Robin Williams (1951-2014) first found fame through his stand up comedy and his role as Mork the alien on “Mork & Mindy”, before moving on to the big screen and earning an Oscar, two Emmy Awards, four Golden Globe Awards, and five Grammy Awards. His latest role was in the CBS sitcom “The Crazy Ones”.
Check out some of the most memorable Robin Williams moments from both his legendary comedies, his dramatic roles that earned him an Academy Award, and the voice work that turned him into one of the Disney Legends.
Definitely one of the most memorable Robin Williams moments, his role as loving father turned British nanny in order to be close to his children in “Mrs. Doubtfire”.

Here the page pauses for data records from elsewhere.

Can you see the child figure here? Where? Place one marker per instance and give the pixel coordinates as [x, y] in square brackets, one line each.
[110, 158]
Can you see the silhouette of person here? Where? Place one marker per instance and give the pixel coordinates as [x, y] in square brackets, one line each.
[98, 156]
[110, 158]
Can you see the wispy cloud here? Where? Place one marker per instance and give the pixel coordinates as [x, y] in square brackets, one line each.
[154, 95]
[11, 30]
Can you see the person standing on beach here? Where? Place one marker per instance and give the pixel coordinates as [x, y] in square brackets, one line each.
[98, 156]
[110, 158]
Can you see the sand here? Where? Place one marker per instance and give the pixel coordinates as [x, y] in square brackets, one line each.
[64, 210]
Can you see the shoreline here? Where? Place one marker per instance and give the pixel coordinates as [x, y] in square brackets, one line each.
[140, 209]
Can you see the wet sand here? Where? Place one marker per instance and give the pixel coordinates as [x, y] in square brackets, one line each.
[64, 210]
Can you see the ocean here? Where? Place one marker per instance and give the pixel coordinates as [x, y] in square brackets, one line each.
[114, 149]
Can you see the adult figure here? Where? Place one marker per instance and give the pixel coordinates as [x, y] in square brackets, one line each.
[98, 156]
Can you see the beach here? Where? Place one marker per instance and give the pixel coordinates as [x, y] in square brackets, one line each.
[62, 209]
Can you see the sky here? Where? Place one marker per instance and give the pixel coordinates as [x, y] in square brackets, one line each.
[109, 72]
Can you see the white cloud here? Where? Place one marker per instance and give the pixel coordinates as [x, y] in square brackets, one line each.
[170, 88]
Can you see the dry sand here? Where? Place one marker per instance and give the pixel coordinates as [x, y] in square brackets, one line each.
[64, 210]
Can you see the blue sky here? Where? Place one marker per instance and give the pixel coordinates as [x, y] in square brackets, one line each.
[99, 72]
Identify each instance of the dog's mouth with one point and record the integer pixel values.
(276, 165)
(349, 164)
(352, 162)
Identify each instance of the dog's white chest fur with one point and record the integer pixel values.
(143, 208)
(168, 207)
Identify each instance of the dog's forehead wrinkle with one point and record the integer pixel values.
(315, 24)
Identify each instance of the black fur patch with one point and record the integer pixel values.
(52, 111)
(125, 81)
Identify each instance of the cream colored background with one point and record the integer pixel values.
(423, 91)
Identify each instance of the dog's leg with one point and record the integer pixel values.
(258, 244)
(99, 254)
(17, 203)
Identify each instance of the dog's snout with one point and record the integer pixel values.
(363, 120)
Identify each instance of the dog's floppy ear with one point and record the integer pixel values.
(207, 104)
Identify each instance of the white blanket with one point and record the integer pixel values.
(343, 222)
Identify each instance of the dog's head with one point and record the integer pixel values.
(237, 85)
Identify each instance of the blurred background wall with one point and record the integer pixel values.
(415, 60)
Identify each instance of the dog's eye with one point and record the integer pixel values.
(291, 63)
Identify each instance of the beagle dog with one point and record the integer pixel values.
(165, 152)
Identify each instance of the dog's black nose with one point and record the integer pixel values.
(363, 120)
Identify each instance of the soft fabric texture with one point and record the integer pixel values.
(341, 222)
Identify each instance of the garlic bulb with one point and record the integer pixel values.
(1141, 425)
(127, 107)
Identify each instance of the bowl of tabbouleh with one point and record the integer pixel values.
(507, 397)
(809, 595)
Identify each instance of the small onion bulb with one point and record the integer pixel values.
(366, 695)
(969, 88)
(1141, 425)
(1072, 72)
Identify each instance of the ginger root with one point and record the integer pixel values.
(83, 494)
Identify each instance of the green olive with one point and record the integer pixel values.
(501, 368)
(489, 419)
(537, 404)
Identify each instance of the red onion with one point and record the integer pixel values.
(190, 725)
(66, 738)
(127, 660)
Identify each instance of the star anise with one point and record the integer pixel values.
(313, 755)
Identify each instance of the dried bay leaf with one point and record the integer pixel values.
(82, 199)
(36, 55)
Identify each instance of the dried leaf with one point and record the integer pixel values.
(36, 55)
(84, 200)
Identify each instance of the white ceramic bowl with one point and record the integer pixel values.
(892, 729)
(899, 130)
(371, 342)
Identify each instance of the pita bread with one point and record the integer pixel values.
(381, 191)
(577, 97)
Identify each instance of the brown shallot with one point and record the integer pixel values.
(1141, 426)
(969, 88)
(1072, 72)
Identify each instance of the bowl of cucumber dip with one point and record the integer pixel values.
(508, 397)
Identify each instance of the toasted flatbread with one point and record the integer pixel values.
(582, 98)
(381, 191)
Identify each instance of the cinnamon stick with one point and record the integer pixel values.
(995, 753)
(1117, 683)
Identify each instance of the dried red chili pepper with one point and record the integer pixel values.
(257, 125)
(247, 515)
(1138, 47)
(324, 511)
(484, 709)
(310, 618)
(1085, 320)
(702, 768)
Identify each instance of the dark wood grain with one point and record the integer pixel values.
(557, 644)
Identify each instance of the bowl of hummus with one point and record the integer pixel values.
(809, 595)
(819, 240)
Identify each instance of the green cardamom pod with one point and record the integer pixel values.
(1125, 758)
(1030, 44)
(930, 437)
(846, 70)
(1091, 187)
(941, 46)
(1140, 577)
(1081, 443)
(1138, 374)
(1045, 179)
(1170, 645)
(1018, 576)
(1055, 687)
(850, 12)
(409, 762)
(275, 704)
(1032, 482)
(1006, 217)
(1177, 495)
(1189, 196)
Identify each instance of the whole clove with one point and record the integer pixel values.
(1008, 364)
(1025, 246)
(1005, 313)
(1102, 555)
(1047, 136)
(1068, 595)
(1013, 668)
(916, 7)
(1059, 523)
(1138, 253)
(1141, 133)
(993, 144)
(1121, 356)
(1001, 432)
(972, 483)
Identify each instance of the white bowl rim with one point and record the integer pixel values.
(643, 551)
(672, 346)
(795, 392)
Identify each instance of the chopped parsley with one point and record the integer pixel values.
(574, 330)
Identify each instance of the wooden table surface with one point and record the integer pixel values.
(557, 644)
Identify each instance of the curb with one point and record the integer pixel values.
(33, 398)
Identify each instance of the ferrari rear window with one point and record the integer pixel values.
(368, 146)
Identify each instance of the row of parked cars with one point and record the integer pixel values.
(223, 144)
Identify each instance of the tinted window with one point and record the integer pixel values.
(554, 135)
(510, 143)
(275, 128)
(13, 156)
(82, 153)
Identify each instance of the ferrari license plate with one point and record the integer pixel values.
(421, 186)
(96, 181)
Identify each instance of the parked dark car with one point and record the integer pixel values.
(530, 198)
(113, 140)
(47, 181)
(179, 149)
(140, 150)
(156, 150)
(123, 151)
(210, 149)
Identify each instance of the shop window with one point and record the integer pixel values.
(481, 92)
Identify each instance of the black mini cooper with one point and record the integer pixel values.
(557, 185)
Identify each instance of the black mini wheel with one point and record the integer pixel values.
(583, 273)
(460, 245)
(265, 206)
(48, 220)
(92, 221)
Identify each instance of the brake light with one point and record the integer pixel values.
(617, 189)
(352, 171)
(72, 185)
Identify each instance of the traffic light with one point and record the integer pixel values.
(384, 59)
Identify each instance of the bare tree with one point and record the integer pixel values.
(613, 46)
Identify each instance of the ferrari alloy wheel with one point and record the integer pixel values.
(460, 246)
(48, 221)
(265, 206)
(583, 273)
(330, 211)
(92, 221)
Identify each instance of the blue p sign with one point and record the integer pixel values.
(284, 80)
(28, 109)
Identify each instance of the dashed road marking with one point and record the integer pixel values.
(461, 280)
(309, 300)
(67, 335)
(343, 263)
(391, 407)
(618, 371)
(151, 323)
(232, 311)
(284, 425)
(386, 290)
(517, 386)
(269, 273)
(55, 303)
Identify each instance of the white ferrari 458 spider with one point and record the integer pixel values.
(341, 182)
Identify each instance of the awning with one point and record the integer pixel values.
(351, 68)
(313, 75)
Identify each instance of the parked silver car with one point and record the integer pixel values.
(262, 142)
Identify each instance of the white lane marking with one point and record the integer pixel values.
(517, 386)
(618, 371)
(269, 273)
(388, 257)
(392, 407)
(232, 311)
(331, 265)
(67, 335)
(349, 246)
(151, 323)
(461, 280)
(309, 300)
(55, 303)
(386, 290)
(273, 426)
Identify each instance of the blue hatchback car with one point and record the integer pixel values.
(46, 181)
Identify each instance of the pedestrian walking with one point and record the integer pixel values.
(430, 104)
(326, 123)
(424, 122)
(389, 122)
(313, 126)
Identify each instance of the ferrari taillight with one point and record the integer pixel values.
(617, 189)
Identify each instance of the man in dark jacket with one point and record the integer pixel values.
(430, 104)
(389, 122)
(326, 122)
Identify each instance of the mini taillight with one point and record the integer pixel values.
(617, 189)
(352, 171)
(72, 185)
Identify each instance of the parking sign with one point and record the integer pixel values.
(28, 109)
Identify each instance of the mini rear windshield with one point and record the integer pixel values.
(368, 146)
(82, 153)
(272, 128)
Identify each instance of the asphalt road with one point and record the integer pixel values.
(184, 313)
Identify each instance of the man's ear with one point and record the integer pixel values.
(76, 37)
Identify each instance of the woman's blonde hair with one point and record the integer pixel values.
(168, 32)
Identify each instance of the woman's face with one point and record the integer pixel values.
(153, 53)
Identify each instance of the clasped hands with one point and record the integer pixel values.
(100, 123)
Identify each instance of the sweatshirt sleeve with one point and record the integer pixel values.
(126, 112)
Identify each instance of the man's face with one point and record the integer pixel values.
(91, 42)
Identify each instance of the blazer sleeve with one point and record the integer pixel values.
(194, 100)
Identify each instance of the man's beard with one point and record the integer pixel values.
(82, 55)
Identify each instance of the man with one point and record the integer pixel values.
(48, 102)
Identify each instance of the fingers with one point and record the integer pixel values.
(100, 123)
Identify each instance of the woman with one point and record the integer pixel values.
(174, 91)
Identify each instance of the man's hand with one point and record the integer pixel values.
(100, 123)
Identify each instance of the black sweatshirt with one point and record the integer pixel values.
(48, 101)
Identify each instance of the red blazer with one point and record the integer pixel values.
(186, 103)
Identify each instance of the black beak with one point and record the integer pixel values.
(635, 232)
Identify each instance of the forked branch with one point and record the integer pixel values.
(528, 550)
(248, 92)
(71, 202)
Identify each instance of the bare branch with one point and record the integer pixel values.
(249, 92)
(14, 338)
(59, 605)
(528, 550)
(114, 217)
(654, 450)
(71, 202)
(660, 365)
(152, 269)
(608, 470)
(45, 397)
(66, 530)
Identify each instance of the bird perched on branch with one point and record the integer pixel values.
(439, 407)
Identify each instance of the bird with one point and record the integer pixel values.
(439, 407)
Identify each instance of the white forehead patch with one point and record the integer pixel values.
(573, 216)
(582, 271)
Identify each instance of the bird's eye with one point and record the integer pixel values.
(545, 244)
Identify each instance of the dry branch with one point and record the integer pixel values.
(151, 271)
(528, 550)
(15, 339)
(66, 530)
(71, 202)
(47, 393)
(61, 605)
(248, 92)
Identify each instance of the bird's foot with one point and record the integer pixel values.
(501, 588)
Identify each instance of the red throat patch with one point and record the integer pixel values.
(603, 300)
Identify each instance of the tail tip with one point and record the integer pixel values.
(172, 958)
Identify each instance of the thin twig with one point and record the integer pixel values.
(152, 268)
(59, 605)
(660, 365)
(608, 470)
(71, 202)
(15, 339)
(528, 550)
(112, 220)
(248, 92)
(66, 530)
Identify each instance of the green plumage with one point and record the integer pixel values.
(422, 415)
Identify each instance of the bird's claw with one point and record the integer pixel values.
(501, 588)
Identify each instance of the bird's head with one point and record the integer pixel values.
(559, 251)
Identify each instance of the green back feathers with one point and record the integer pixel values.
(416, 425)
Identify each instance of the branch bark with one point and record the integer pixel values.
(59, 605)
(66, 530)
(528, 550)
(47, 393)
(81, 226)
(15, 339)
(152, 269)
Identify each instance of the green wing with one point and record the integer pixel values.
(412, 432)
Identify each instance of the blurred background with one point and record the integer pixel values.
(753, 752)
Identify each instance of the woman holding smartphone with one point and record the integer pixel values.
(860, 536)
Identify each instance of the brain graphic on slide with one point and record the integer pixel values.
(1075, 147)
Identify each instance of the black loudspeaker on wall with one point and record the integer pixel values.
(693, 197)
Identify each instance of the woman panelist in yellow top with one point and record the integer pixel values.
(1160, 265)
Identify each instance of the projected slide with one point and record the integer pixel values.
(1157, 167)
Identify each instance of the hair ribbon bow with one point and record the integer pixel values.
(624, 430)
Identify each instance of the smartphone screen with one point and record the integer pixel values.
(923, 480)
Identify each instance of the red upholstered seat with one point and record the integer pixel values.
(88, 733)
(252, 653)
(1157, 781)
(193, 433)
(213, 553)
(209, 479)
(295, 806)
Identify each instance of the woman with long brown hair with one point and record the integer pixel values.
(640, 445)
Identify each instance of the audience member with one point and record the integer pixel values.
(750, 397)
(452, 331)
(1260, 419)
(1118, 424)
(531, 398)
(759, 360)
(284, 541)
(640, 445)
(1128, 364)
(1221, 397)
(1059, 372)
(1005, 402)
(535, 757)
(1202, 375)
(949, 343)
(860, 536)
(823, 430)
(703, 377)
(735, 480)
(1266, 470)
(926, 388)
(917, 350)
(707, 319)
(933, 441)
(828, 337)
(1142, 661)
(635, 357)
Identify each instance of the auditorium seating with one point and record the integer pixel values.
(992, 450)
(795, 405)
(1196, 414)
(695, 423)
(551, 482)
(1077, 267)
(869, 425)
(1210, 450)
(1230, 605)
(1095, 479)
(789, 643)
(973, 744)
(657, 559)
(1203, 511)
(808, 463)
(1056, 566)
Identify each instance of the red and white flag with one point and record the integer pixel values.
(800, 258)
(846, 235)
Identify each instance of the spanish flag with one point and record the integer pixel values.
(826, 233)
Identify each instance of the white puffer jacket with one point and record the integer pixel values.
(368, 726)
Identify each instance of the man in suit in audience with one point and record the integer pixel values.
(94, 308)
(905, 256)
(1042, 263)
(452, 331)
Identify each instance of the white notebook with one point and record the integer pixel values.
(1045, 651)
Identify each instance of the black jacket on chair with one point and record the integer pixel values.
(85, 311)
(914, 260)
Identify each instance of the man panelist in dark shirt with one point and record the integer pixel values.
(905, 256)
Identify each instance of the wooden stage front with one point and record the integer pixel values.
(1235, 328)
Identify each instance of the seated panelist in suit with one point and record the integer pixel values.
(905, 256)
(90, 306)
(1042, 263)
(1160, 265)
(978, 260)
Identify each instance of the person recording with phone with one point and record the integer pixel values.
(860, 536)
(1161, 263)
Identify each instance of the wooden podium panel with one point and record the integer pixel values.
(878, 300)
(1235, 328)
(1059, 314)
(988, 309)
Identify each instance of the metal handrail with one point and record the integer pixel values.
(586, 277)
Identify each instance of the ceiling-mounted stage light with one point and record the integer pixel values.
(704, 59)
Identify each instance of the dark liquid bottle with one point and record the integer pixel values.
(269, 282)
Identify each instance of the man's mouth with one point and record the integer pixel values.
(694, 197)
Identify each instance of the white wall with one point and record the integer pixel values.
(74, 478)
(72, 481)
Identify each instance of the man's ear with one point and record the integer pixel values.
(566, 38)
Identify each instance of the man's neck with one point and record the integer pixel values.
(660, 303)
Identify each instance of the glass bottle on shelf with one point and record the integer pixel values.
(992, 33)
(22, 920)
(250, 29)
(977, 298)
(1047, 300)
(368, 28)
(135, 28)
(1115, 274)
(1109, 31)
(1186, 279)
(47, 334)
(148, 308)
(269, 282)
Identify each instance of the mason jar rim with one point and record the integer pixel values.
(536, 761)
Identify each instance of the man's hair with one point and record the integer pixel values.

From his dancing in a fat suit to the moment where he disguises his lack of makeup using whipped cream, the 1993 comedy was an instant classic, and a “Mrs. Doubtfire” sequel was in the works at the time of his passing.
Dead Poets Society
One of his most iconic roles, “Dead Poets Society” also features some of the most memorable Robin Williams moments.
Taking on the role of an inspirational English teacher who leaves a mark on his students after helping them learn a lot about poetry, life, and death.
While the comedian and Disney had a lot of conflict over his voice work in “Aladdin”, the genie remains the source of some of the most memorable Robin Williams moments, from his musical antics to the touching moment when the young thief sets him free from the lamp.
Good Will Hunting
Definitely one of the most memorable Robin Williams moments, his touching scenes with Matt Damon in “Good Will Hunting” finally earned the comedian turned dramatic actor an Academy Award for Best Supporting Role.
While “Bicentennial Man” wasn’t a box office or critical hit, Robin Williams shined in his portrayal of an android yearning to be a real person, bringing a vulnerability and humanity to the role that few other actors could.
Definitely one of the most memorable Robin Williams moments, his portrayal of Popeye in the 1980 musical showcased his immense talent at bringing to life a cartoon character while still giving him depth.
Night at the Museum
Bringing Theodore Roosevelt to life on screen in “Night at the Museum”, Robin Williams proved once again that he never lost his comedic touch. His manic energy also threw him into a free style rap during the promo tour for the movie.